GOFAI vs. Statistical Learning

• GOFAI: Symbolic reasoning, explicit rules, excels at planning and logic.
• Statistical Learning: Numerical optimization, (DNNs), excels at pattern recognition, is a black box.

DNNs and Linking Brain Behavior

• Physical shape: low-level details.
• Perceived shape: high-level, abstract representations.
• DNN layers reflect this hierarchical processing.
• Early layers correspond to physical shapes; deeper layers to perceived shapes.
• Mirror human visual processing.

DNN Families

• Cornet family: Mimics ventral visual stream and feedforward processing.
• ResNet family: Utilizes residual connections for very deep networks and mimics recurrent processing.

Feedforward vs. Recurrent Processing in Object Detection

• Feedforward: Rapid object detection, single pass, input to output.
• Recurrent: Feedback loops, crucial for complex tasks (e.g., scenes).
• Backward masking interrupts further processing to study recurrent effects.
• Simple scenes use feedforward processing; complex scenes rely on recurrent processing.

Networks and Behaviour

• ResNet networks align with human behavior in unmasked conditions, and shallow networks in masked ones.
• Cornet align with masked conditions.

DNNs and Human Brain Comparisons

• Similar stimuli (e.g., faces) yield similar activation patterns.
• Dissimilar stimuli (e.g., face vs house) yield distinct activation patterns.
• DNN layers align with levels of brain areas (V1, IT cortex).
• DNNs may reflect hierarchical structure of human visual processing.

Using DNNs in Research

• A framework for studying DNNs (e.g., Measuring brain data, measuring model data, comparing outcomes).
• Use DNNs as models in animal experiments

Differences between Physical and Behavioral Sciences

• Physical: Interpretation and prediction closely aligned, simple formulas describe phenomena.
• Behavioral: Large gap between theory and tasks, interpretation and prediction may not quite match.

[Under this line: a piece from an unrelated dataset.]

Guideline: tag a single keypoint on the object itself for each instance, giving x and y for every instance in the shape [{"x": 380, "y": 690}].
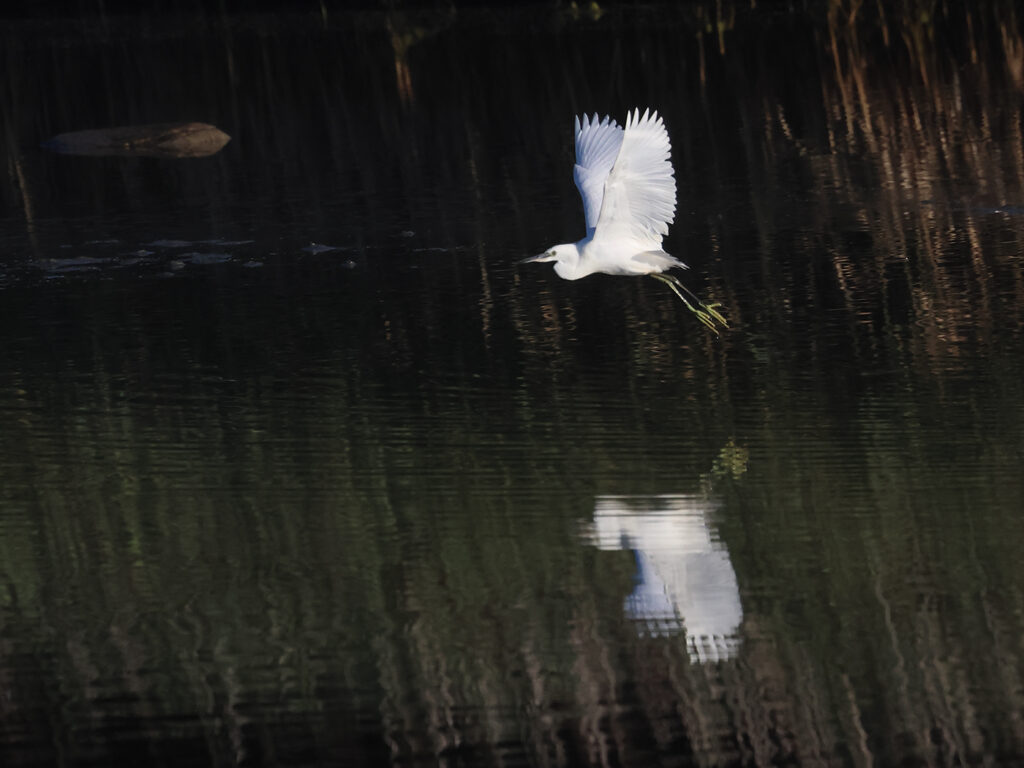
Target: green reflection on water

Critique of DNNs as Behavioural Models

• DNNs often lack cognitive understanding.
• They simply replace one black box (brain) with another (DNN).
• Cloning a system (with accurate replication) may lead to few insights into actual understanding.

DNNs as Alternative Behavioural Models

• DNNs can predict real-world behavior and can be useful tools for scientists with limitations to study and potentially control complex systems, like predicting behaviors.

How to Use Neural Networks as Models

• How the brain computes (mechanisms, circuits, operations).
• What the brain computes (abstractions, representations, statistics).
• Why the brain computes the way it does (learning, goals, organization).